Ultimately, while I think Stone probably had good intentions in writing the piece, it's still an article on how to be an effective salesperson. And again, it's condescending as hell, because if you have to tell someone "don't be judgmental, be nice, listen to what they say," then it's not a religious issue at all. It's about cultivating a decent relationship with someone, that is not based upon racking up a potential convert.
Nowhere in Stone's list is the notion of respecting the beliefs of the other person. There's the underlying assumption that if we're Pagan we must not be truly happy, and we're just waiting for the right person to come along and tell us about Jesus. It doesn't even cross Stone's mind that perhaps some of us may be quite familiar with the Bible, and yet have decided that we can form loving relationships with a non-Christian deity anyway.
Blogger Hecate points out, "I can't get over the notion that, in a different context, this same post could be called "How to Talk to Black People" or "How to Get a Women's Libber to Date You." And she's exactly right, because the entire article is written as though Stone is explaining how one should interact with stubborn kindergartners, not with real people who have feelings and thoughts and are worthy of respect.
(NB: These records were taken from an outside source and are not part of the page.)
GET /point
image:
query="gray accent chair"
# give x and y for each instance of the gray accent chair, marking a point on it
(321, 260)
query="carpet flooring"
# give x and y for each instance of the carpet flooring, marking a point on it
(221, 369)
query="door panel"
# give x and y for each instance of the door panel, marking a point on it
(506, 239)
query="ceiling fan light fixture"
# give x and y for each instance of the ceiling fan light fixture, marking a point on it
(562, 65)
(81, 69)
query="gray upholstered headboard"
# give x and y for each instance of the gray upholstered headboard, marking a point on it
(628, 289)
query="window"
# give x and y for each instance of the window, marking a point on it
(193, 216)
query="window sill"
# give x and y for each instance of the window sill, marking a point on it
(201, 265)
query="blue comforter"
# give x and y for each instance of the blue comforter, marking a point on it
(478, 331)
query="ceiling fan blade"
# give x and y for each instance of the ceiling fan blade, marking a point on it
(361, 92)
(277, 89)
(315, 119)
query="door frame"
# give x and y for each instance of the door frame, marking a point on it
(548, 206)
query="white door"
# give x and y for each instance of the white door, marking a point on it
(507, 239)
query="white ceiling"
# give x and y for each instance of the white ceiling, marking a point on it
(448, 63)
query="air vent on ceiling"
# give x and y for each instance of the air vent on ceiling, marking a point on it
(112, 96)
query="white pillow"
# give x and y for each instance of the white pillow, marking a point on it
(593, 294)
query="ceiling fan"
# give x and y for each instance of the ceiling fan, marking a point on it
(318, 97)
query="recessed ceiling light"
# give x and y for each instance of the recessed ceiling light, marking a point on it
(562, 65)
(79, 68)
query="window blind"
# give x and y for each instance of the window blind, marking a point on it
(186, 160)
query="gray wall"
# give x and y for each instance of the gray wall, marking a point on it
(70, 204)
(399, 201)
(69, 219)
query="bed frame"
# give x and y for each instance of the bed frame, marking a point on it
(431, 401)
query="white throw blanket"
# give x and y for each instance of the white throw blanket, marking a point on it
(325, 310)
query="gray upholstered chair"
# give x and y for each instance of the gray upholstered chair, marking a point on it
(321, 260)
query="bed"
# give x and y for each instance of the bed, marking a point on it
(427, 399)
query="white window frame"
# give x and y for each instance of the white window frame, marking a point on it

If you're a Christian, and you want to sit with me over coffee and have a theological discussion, that's awesome, I'm all for it. I'll ask you how your kids are doing in soccer, you can tell me how much you love your new mp3 player, we'll kvetch about our taxes, and so forth. And then, we can drift into a respectful conversation about what you believe and what I believe, and then we'll both be on our way with smiles on our faces. Because "talking to Pagans" isn't anything special. "Talking to people," however, is the basis for any relationship of value.